Scrypta Foundation ha rilasciato in uso gratuito al comune di Vizzini un sistema per gestire i buoni spesa arrivati per sostenere le famiglie in difficoltà durante l’emergenza Covid. Si chiama Social Pay, si basa sulla tecnologia blockchain e permette di “tokenizzare” (cioè trasformare in gettoni digitali) i buoni di solidarietà. Si tratta di uno dei primi esempi in Italia di applicazione massiva di token e blockchain per un uso quotidiano e di utilità sociale.

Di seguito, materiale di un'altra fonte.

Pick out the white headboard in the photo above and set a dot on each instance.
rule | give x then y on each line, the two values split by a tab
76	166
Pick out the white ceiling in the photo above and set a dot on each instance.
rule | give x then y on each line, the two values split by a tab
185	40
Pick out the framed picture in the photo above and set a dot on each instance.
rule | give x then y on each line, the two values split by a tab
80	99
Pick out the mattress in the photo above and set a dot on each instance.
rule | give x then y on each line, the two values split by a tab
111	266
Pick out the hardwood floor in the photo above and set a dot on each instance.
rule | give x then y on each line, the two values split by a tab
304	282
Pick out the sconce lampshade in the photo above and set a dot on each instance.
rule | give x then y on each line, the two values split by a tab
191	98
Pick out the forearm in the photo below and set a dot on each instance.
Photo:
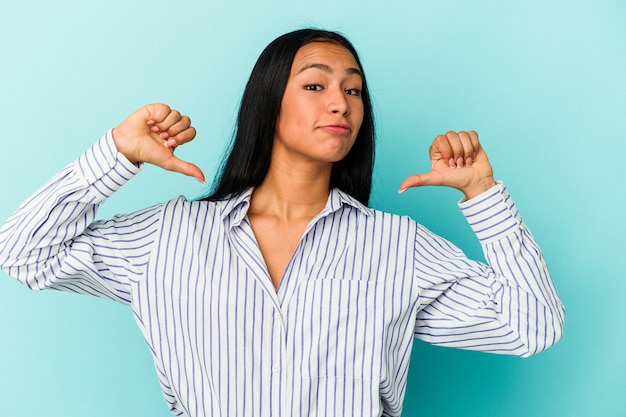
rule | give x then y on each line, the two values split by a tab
528	299
63	208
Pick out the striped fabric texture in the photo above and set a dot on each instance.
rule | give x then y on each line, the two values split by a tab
334	339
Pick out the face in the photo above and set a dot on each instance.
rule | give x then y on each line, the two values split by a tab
322	109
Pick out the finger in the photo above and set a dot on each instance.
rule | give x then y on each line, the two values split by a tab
441	146
181	138
178	165
469	152
180	126
419	180
458	153
170	119
156	113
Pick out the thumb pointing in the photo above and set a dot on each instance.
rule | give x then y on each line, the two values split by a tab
178	165
417	180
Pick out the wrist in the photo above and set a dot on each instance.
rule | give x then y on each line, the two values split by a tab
119	141
478	188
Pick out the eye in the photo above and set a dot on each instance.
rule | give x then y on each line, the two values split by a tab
313	87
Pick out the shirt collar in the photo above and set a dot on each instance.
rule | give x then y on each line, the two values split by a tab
235	208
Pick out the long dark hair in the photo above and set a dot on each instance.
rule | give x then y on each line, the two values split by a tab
248	161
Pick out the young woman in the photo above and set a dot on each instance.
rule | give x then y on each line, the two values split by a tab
282	293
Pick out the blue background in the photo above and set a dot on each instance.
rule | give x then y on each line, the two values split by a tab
543	82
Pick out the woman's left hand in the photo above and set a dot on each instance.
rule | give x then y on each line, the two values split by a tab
458	161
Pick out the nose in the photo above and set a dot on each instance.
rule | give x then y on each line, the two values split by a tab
338	102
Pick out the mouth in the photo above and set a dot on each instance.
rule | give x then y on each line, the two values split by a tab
339	129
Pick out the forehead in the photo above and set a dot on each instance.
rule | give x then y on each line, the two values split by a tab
327	53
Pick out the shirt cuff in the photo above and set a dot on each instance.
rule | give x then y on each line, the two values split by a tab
492	214
104	169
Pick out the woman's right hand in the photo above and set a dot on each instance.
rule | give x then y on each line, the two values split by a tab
152	133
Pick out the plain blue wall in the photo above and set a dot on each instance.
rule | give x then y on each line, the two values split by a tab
543	82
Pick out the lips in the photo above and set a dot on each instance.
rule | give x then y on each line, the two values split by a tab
339	129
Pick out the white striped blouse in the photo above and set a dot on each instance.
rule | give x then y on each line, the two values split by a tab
333	340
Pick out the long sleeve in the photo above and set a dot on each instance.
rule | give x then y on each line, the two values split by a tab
51	241
509	306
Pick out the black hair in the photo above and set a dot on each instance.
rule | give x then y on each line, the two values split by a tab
248	160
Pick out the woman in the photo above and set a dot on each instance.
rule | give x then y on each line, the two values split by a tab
282	293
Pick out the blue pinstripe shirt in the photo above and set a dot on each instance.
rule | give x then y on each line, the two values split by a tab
335	337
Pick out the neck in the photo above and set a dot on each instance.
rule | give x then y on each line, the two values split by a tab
291	192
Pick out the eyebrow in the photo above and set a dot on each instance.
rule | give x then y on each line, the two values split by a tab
329	70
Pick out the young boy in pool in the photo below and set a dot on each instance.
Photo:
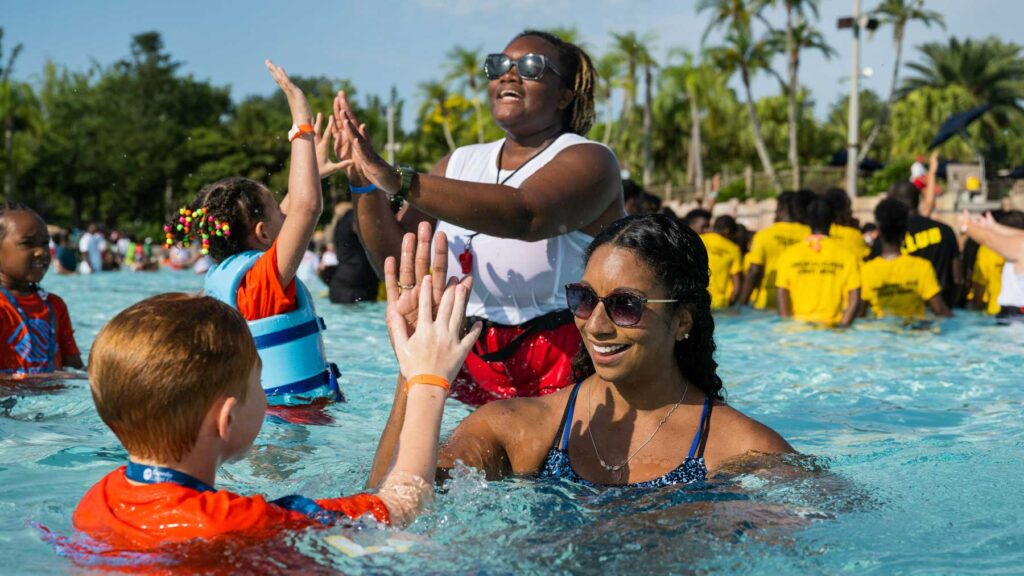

La blockchain per i buoni spesa

I buoni spesa solidali sono lo strumento attraverso il quale il governo nazionale e regionale intendono sostenere le famiglie più fragili. Servono per l’acquisto di beni di prima necessità, farmaci e alimenti. Il problema è che i comuni si sono ritrovati, da un giorno all’altro, con risorse (necessarie) da distribuire e di non sapere come farlo in modo rapido. Social Pay ambisce a semplificare le procedure di rilascio e pagamento attraverso un sistema tracciabile, semplice e pratico. La soluzioni, scelta dal sindaco di Vizzini Vito Cortese, è stata messa a disposizione gratuitamente. Il progetto è open-source ed è quindi possibile replicarlo per la gestione dei buoni spesa in qualsiasi comune. “Social Pay è in sostanza un sistema di pagamento basato su carte in grado di far comunicare la pubblica amministrazione, il cittadino e gli esercenti aderenti alla piattaforma web”, dichiara Andrea Nicastro, fondatore e membro del consiglio direttivo di Scrypta Foundation. “L’implementazione capillare di un simile servizio determina un notevole risparmio, dovuto alla semplificazione delle attività di controllo, distribuzione e pagamenti”.

Come funziona

“Tokenizzare” i buoni spesa vuol dire creare un valore digitale corrispondente in “gettoni digitali” emessi all’interno della blockchain Scrypta. “Il comune distribuisce direttamente ai cittadini aventi diritto una carta con Qr-code numerata ed assegnata in maniera univoca”, spiega Sebastiano Cataudo, core dev e fondatore di Scrypta Foundation. “Assieme alla carta fornisce un Pin di cinque cifre che permette l’utilizzo esclusivo dei fondi. Il comune può versare i contributi, anche a più riprese, facendo usare sempre la medesima card al cittadino, come una sorta di ricaricabile”. I negozi che aderiscono al sistema digitale del buono spesa devono scaricare un’applicazione su smartphone o tablet, trasformati in Pos virtuali in modo da poter “leggere il retro della card assegnata al cittadino e prelevare le somme inerenti l’acquisto nella sua attività”. Il titolare del buono deve comunque autorizzare l’acquisto inserendo il Pin. Ogni esercente, sempre tramite l’app, potrà controllare in tempo reale il proprio conto e chiedere il riscatto dei gettoni digitali incassati (chiamati sEur) al comune, che procederà con un bonifico bancario.